Douglas County lost some of its local flavor to the Derby this week when Hoppertunity was scratched. Hoppertunity is co-owned by Minden resident Mike Pegram, who is principal owner of the Carson Valley Inn.

“What do you think the odds are of that?” Pegram said about Douglas County having two locally owned horses qualify for the derby. “When people find out you’re a thoroughbred owner, the first thing they ask is, ‘Have you won the Kentucky Derby?’ I mean, this is the pinnacle of the sport.”

California Chrome, who drew the No. 5 post on Wednesday, is riding an impressive four-race win streak and leads in the qualifying points. Hoppertunity, who drew the 11th post and was listed as a 6/1 favorite, was scratched from the race because of a problem with his left front foot, trainer Bob Baffert announced Thursday morning.

Another horse co-owned by Pegram, Midnight Hawk, was listed No. 14 in points, but is not running the derby.
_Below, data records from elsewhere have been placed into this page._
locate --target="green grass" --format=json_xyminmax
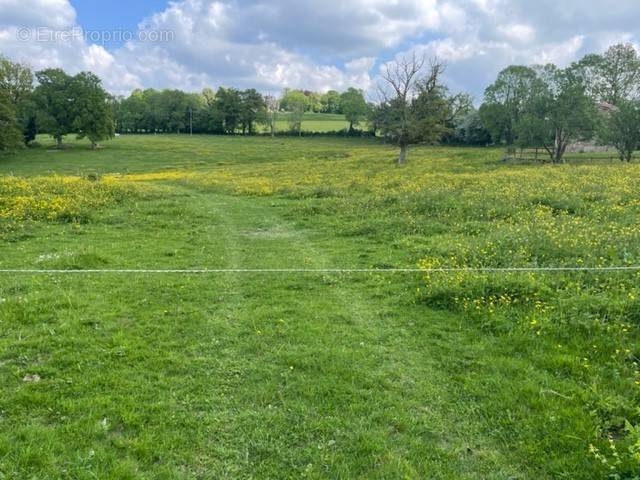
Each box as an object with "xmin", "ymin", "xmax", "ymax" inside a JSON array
[{"xmin": 0, "ymin": 136, "xmax": 640, "ymax": 479}]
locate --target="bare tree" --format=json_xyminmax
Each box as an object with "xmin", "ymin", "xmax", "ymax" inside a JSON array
[
  {"xmin": 378, "ymin": 52, "xmax": 446, "ymax": 165},
  {"xmin": 264, "ymin": 95, "xmax": 280, "ymax": 137}
]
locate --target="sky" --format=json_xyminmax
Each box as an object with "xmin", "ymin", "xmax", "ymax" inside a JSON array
[{"xmin": 0, "ymin": 0, "xmax": 640, "ymax": 100}]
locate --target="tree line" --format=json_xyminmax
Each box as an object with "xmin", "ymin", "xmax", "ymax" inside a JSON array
[
  {"xmin": 0, "ymin": 44, "xmax": 640, "ymax": 163},
  {"xmin": 479, "ymin": 44, "xmax": 640, "ymax": 162}
]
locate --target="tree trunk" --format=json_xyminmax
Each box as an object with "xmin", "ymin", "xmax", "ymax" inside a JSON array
[{"xmin": 398, "ymin": 144, "xmax": 409, "ymax": 165}]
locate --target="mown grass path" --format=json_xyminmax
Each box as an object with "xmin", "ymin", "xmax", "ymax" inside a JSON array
[{"xmin": 0, "ymin": 186, "xmax": 521, "ymax": 478}]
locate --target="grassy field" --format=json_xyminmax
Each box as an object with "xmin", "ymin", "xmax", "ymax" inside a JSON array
[
  {"xmin": 0, "ymin": 136, "xmax": 640, "ymax": 479},
  {"xmin": 263, "ymin": 113, "xmax": 349, "ymax": 133}
]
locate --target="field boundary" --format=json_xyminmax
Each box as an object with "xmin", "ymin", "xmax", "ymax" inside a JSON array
[{"xmin": 0, "ymin": 265, "xmax": 640, "ymax": 275}]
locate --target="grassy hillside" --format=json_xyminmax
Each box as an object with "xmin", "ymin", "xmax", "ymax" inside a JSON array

California Chrome, a chestnut colored colt with four white stockings, has won six of his 10 starts (all in California), and has been virtually untouchable while winning his last four races by a combined margin of nearly 25 lengths:

■ Santa Anita Derby at Santa Anita Park in Arcadia, Calif., won by 5-1/4 lengths over 1-1/8 miles.

■ San Felipe Stakes on March 8 at Santa Anita Park, won by 7-1/4 lengths ahead of Midnight Hawk over 1-1/16 miles in a time of 1:40.59. The race record of 1:40.11 was set in 2005 by Consolidator.

■ California Cup Derby on Jan. 25 at Santa Anita Park, won by 5-1/2 lengths over 1-1/16 miles.

■ King Glorious Stakes on Dec. 22, 2013 — “the last stakes race at Hollywood Park, and he won it,” Coburn points out — winning by 6-1/4 lengths.

By the way, the runner-up finishers in those two most recent races were Hoppertunity in the Santa Anita Derby and Midnight Hawk.

“California Chrome has been very impressive. He’s a beautiful-moving horse,” Pegram said. “We think Steve is rightfully the favorite.”

California Chrome has an impressive team with jockey Victor Espinoza, who won the 2002 Kentucky Derby aboard War Emblem. And his trainer is 77-year-old veteran Art Sherman.

“He’s in very good hands with our trainer, Art Sherman,” Coburn said.

Sherman mixed optimism with caution when he spoke to Los Angeles Times columnist Bill Dwyre in a recent interview.

“My horse has that something special, that look of a real runner,” Sherman said in a column that published in the Times on April 2, “and he has changed so much recently, grown up and filled out, that he doesn’t even look like the same horse.”

Coburn believes the best of California Chrome is still to come.

“He has not begun to peak yet,” Coburn said. “He’s slowly going forward, doing his job. And he loves his job. He loves to run.”

Pegram and Coburn are more than aware there is still a long way to go before Saturday.

“It could be something as simple as a stone bruise, or the horse gets a cough, and you’re out,” Pegram said. “I’ve gone to Derby as the favorite and I’ve gone as the underdog, and I’ll tell you, it’s a helluva lot more exciting going as the underdog.”

Hoppertunity arrived in Louisville on April 21 and California Chrome on April 29. In addition to his second-place at Santa Anita, Hoppertunity ran to victory at the Rebel Stakes on March 15 at Oaklawn Park.

“It is a media storm,” Pegram said. “When he hits there, (as the favorite) he’s going to see things he never imagined. With all the media pressure on your time, you really don’t get a chance to relax.”

Ah, but the excitement of being at Churchill Downs on Derby Day is another story entirely.

“When those horses turn for the homestretch, believe me, it’s a thrill,” Pegram said. “The whole weekend is a thrill. That’s why they call it the most exciting two minutes in sports.”